Latest Trade War Casualties: More Than 10,000 Layoffs in August
The trade war should be thought of as a massive tax and regulatory scheme.
President Donald Trump's trade war triggered more than 10,000 job losses during the month of August alone, and the costs associated with his tariff increases have sapped roughly 30 percent of the economic benefits gained from his deregulatory actions, according to a pair of new reports.
Taken together, these two data points indicate the extent to which the trade war is affecting the American labor market and hobbling the economy. They demonstrate that the trade war is not only causing tax increases for American consumers and businesses but that those costs are akin to hiking taxes and increasing regulations—things Republican presidential administrations have historically opposed. And the worst is likely yet to come since new 15 percent tariffs on about $112 billion of Chinese-made goods were imposed on September 1, with another set of imports to be subject to tariffs in mid-December.
American companies eliminated 10,488 jobs during August due to "trade difficulties," according to a monthly report from Challenger, Gray & Christmas Inc., a firm that tracks hiring and labor market data. Overall, employers cut 53,480 jobs in August, according to the report—that's 39 percent more than the 38,472 jobs cut in August 2018.
"Employers are beginning to feel the effects of the trade war and imposed tariffs by the U.S. and China," said Andrew Challenger, vice president of Challenger, Gray & Christmas, Inc. "We are continuing to see investor concerns shaking confidence in the market, and employers appear to be cutting workers in response to a slowdown in demand for their products and services."
Federal job data for August tells a similar story, with hiring slowing despite the fact that the unemployment rate remained steady at 3.7 percent in August. Data released Friday from the Bureau of Labor Statistics (BLS) shows that the U.S. economy added 130,000 jobs last month, which is significantly lower than 190,000 jobs added per month, on average, since the end of the last recession. While the federal data does not indicate why jobs might have been gained or lost, the BLS data suggests impacts from the trade war. Manufacturing jobs were flat during August, while general retail stores lost 15,000 jobs in August—and have dropped by 80,000 during the year.

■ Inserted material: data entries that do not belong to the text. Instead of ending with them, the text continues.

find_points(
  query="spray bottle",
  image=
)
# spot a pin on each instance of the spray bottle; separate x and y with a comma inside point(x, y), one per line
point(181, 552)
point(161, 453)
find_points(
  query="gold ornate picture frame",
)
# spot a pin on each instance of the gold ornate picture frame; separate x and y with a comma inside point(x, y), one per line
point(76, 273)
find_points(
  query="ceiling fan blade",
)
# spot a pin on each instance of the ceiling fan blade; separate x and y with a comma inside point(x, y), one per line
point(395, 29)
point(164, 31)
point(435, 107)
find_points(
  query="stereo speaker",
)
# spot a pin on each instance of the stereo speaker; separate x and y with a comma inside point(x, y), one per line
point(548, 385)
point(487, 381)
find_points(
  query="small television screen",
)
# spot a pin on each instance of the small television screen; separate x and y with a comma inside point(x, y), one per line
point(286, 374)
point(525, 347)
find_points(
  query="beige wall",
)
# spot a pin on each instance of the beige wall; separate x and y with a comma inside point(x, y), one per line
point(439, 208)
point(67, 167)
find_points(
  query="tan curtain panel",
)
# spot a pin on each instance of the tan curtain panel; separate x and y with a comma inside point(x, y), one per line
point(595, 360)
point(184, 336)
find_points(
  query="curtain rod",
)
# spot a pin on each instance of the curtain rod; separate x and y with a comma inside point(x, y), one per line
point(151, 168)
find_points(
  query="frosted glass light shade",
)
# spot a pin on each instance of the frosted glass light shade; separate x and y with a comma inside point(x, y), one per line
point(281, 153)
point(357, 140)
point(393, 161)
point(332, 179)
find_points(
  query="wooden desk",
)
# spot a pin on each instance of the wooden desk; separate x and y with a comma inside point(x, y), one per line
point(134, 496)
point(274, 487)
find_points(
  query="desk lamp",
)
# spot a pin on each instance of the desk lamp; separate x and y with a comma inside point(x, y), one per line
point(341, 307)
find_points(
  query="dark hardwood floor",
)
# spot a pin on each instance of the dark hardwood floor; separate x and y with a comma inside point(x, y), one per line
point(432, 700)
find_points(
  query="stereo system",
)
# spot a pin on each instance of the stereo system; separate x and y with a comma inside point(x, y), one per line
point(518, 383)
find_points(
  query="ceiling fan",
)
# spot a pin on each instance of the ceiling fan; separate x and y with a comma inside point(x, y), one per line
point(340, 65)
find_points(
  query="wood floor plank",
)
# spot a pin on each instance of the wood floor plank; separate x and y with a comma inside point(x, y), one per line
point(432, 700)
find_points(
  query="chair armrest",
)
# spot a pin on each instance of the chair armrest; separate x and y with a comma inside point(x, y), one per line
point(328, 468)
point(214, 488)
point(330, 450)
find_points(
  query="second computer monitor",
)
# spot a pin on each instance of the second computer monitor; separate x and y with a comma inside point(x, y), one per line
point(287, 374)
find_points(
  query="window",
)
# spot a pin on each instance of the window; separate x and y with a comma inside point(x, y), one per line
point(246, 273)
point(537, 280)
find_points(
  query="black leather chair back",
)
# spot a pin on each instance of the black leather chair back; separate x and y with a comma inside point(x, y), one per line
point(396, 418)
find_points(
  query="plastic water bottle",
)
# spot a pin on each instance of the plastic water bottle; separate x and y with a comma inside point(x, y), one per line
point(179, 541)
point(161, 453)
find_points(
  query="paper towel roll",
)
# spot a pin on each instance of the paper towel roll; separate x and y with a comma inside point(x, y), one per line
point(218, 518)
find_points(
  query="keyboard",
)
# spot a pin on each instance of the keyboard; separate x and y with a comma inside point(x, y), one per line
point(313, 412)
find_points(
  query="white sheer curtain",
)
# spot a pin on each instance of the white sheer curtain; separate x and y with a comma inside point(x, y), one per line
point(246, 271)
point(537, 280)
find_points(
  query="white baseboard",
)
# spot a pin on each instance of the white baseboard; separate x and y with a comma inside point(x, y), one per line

"The Economy is great," Trump wrote on Twitter shortly after the monthly BLS report dropped. "The only thing adding to 'uncertainty' is the Fake News!"
But it also seems like Trump's trade war is undermining some of his own legitimately positive economic policies. The tariffs are taxes that impose direct costs on American consumers and businesses, but they also create "unseen" spillover costs—known as "deadweight loss" in economist lingo.
A new analysis by the National Foundation for American Policy, a free market think tank based in Virginia, says Trump's tariffs have imposed a deadweight loss of $13.6 billion on the American economy. With the new tariffs imposed earlier this month, that total will rise to an estimated $32 billion by the end of the year.
Compare that to the economic gains from the Trump administration's deregulatory efforts. According to the White House's Office of Budget and Management, Trump administration policies that reduced regulatory burdens on American businesses—such as the repeal of the Environmental Protection Agency's "Clean Power Plan" and the elimination of parts of the Affordable Care Act—were responsible for $46 billion in economic gains between January 2017 and June 2019.
In short, the Trump tariffs have already wiped out 30 percent of those gains—and the total is growing.
"These findings show that tariffs are a form of business regulation that can be at least as economically harmful as other forms of regulation, especially for consumers," says Stuart Anderson, the think tank's executive director.
Indeed, much has been written about how tariffs are taxes—and, of course, they are. But on a larger level, the trade war should be thought of as a massive tax and regulatory scheme, the kind conservatives would have loudly opposed if implemented by a Democratic president.
Pretty much everything about Trump's trade war—not just the tariffs, but also the murky process used to determine which companies are exempt from those tariffs, as well as the president's angry tweets "ordering" American companies to stop doing business in China—elevate the role of government in fundamentally private transactions between individuals and businesses that just so happen to be on different sides of national borders.
Of course, there are negative consequences when the government meddles in the economy—consequences that often include job losses and slower economic growth. That's something conservatives understand when it's the Environmental Protection Agency telling businesses how much carbon they are allowed to emit. For some reason, Trump and his supporters don't seem to draw the same conclusions when it's the Commerce Department telling businesses where to buy their steel.